Ci sono le conseguenze a livello fisico, dagli effetti del cloro della piscina fino ai danni scheletrici e articolari su chi corre o salta. Il sano confronto facilmente diventa furibonda competizione, anche con se stessi, e trasforma quello che dovrebbe essere un piacere in un’ansiogena e stressante nevrosi per il risultato e la prestazione.

Gli effetti deleteri non riguardano tuttavia solo l’individuo, ma pure l’ambiente. Antichi e delicati sentieri diventano aggressive ciclovie da creare in nome del bikefanatismo, litorali incantati e verdi pianure diventano soffocanti oceani di cemento per creare impianti agonistici, declivi montani diventano devastanti piste, corredate di alberghi e cabinovie, da imbiancare con neve artificiale che l’ipocrisia del greenwashing chiama “programmata”.

Ma c’è dell’altro. Esiste infatti l’esaltazione dello sport che evade la pratica e pretende di imporre l’idolatria di campioni, punteggi e record come fossero l’alfabetizzazione che tutti devono possedere. In Rete, alla TV, sui giornali c’è un continuo susseguirsi di punteggi, squadre, atleti, gare e supergare, tornei e megatornei di tutte le discipline.

I giochi a quiz propongono domande su atleti ed esiti sportivi e nel linguaggio comune si propagano espressioni quali “Fare canestro” o “Stare in difesa”. La pubblicità sfrutta nel ruolo di influencer i personaggi sportivi mentre giornali e telegiornali, cercando l’audience, alimentano la conoscenza del nulla sacrificando quella che dovrebbe essere la loro missione, informare sugli avvenimenti di attualità politica, scientifica, artistica, ambientale e via dicendo. Si parla invece solo di numeri, nomi, colori, marche e stili di abbigliamento all’insegna dell’artificialità alla massima potenza. Un fanatismo che travalica i confini continentali e determina la sportivizzazione (leggi standardizzazione) culturale dell’intero pianeta.
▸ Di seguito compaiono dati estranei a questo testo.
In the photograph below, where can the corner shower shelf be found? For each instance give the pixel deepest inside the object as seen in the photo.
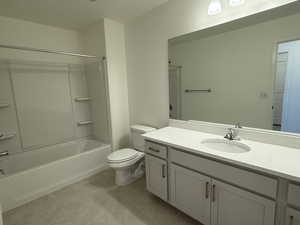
(6, 136)
(4, 105)
(82, 99)
(82, 123)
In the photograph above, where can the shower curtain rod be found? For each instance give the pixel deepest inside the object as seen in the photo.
(48, 51)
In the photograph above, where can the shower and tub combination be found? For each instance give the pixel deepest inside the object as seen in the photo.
(54, 124)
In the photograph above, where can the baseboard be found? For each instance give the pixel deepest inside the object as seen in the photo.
(42, 192)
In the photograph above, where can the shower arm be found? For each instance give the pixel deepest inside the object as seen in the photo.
(48, 51)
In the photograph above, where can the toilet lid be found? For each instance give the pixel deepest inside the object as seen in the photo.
(122, 155)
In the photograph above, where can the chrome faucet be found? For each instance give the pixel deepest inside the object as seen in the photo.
(232, 133)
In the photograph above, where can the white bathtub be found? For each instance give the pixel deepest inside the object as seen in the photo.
(33, 174)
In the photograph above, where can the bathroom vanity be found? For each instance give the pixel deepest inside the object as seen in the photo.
(258, 186)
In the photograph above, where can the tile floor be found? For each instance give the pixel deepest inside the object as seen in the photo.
(97, 201)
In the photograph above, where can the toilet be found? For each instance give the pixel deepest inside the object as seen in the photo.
(128, 163)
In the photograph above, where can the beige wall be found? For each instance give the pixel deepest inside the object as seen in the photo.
(238, 66)
(147, 50)
(117, 82)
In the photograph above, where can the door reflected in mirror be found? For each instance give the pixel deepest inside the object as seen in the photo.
(247, 72)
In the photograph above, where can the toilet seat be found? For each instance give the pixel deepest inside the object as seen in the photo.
(122, 155)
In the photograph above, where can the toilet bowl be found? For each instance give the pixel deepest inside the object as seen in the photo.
(128, 163)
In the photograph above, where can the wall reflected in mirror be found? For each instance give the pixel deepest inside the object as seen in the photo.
(245, 72)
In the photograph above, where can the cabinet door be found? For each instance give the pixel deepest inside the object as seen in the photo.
(190, 193)
(156, 175)
(292, 217)
(233, 206)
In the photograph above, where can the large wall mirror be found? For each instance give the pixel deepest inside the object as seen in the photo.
(246, 71)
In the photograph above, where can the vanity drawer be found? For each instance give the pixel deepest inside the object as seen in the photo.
(294, 195)
(156, 149)
(251, 181)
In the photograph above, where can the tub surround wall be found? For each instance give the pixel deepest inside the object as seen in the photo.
(43, 102)
(31, 184)
(93, 40)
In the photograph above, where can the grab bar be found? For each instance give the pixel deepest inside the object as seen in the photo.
(2, 154)
(6, 136)
(81, 99)
(197, 90)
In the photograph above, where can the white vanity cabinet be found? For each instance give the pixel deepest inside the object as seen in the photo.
(156, 170)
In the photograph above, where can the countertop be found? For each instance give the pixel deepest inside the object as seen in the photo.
(275, 160)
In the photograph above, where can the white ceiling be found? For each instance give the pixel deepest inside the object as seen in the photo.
(75, 14)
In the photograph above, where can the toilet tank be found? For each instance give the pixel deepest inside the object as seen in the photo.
(137, 140)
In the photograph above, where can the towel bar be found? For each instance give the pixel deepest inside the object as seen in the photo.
(81, 99)
(6, 136)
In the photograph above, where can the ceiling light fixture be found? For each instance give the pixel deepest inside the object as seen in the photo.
(215, 7)
(236, 2)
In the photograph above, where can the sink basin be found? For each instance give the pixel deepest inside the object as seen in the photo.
(224, 145)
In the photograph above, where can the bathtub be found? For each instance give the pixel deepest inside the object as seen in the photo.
(32, 174)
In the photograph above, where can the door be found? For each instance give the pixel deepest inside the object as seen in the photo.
(156, 176)
(233, 206)
(292, 217)
(190, 192)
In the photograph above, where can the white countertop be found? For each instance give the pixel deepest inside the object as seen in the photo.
(272, 159)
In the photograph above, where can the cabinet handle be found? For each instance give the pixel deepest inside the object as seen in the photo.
(154, 150)
(163, 168)
(291, 220)
(214, 193)
(206, 190)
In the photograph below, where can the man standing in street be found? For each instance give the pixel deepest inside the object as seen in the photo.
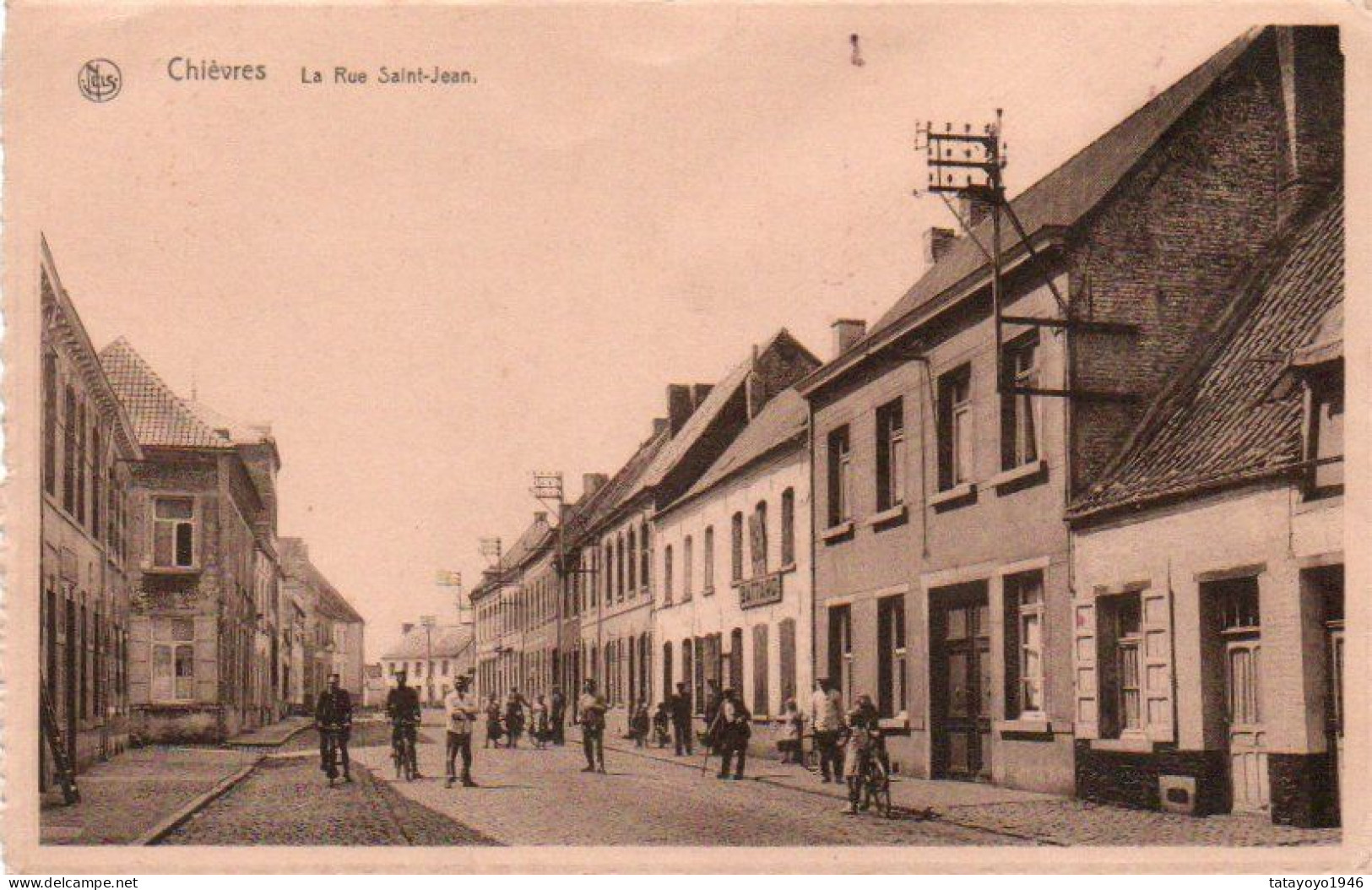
(733, 729)
(334, 719)
(681, 720)
(461, 708)
(827, 719)
(559, 718)
(592, 708)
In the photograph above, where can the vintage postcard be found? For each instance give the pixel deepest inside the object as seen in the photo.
(685, 437)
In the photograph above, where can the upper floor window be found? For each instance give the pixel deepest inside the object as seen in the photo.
(173, 532)
(735, 562)
(891, 455)
(687, 560)
(1326, 432)
(840, 476)
(788, 527)
(955, 442)
(708, 568)
(757, 538)
(1018, 421)
(667, 573)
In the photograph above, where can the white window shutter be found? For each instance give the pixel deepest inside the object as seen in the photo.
(1084, 670)
(1156, 626)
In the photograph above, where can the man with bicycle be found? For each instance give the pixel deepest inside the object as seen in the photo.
(334, 720)
(402, 709)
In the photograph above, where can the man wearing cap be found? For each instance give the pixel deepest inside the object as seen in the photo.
(461, 709)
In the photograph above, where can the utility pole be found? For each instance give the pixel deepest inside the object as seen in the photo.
(427, 620)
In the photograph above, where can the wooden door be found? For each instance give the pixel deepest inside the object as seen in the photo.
(962, 683)
(1247, 740)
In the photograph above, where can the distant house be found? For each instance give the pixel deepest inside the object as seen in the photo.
(431, 659)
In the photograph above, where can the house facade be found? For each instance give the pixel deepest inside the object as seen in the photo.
(201, 536)
(941, 562)
(1209, 567)
(88, 450)
(735, 573)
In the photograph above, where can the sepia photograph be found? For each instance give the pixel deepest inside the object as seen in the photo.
(681, 437)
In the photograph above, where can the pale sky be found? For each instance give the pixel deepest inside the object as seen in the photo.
(431, 291)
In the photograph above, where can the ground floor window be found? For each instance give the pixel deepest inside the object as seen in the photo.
(1024, 643)
(173, 659)
(891, 654)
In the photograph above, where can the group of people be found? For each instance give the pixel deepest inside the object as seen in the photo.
(545, 719)
(847, 744)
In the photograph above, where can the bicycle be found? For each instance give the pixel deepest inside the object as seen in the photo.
(402, 751)
(329, 734)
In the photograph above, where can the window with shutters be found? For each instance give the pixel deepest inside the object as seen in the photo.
(955, 434)
(891, 455)
(708, 567)
(786, 646)
(173, 659)
(687, 562)
(757, 540)
(1018, 421)
(840, 476)
(891, 653)
(735, 564)
(1024, 643)
(761, 681)
(788, 527)
(173, 532)
(667, 575)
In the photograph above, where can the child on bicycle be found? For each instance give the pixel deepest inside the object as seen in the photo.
(865, 751)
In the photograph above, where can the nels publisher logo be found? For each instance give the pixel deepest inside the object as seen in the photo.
(100, 80)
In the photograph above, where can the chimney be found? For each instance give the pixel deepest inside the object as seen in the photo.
(680, 406)
(849, 331)
(592, 483)
(937, 241)
(1312, 98)
(973, 208)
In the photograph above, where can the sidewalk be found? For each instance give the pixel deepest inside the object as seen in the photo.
(1047, 819)
(272, 735)
(131, 795)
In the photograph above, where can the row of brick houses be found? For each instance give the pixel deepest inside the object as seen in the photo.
(1060, 594)
(171, 609)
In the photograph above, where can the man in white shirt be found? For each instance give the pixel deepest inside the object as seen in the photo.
(461, 709)
(827, 718)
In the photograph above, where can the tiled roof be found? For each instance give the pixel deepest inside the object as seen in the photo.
(1235, 417)
(449, 641)
(1062, 198)
(783, 421)
(160, 415)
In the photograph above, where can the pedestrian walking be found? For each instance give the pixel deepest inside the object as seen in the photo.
(559, 718)
(662, 720)
(541, 731)
(592, 714)
(827, 719)
(515, 707)
(681, 720)
(334, 720)
(493, 722)
(792, 745)
(713, 698)
(461, 708)
(731, 730)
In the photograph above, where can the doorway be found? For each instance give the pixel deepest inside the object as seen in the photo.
(961, 683)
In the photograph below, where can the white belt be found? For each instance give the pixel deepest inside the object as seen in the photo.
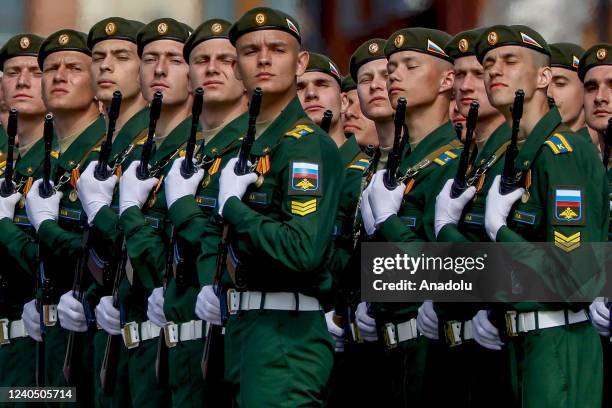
(11, 330)
(397, 333)
(133, 333)
(178, 332)
(272, 301)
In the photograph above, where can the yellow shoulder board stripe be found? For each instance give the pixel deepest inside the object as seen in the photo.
(558, 144)
(304, 208)
(299, 131)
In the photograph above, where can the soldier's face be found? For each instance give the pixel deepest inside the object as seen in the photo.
(418, 77)
(568, 93)
(271, 60)
(469, 86)
(354, 121)
(598, 97)
(372, 90)
(115, 66)
(319, 92)
(510, 68)
(21, 85)
(66, 81)
(164, 69)
(211, 67)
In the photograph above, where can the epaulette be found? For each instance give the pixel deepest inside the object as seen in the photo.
(558, 144)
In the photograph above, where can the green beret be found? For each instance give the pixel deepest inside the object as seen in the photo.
(504, 35)
(162, 29)
(463, 44)
(264, 18)
(20, 45)
(565, 55)
(599, 54)
(321, 63)
(113, 28)
(370, 50)
(63, 40)
(348, 84)
(215, 28)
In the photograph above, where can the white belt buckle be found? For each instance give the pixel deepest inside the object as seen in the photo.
(171, 334)
(4, 334)
(131, 337)
(50, 315)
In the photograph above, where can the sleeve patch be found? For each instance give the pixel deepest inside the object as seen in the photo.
(558, 144)
(567, 243)
(304, 208)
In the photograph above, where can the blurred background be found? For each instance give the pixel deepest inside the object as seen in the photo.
(334, 27)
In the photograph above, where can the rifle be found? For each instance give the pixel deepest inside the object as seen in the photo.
(508, 178)
(214, 338)
(188, 169)
(394, 159)
(326, 121)
(7, 188)
(460, 183)
(143, 169)
(101, 173)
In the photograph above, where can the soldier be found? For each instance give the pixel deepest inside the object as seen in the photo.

La questione dei giovani, e non solo, rispetto allo sport non è dunque se praticarlo o meno, ma imparare a distinguere ed evitare la sua dimensione esasperata, seppure ci sia la moda del considerarlo la panacea di tutti i mali dell’umanità.

Come non ripensare alle lezioni di storia, a scuola, e ai giochi nel Colosseo utilizzati per distrarre il popolo dalle questioni che lo riguardavano e delle quali si voleva non fosse consapevole?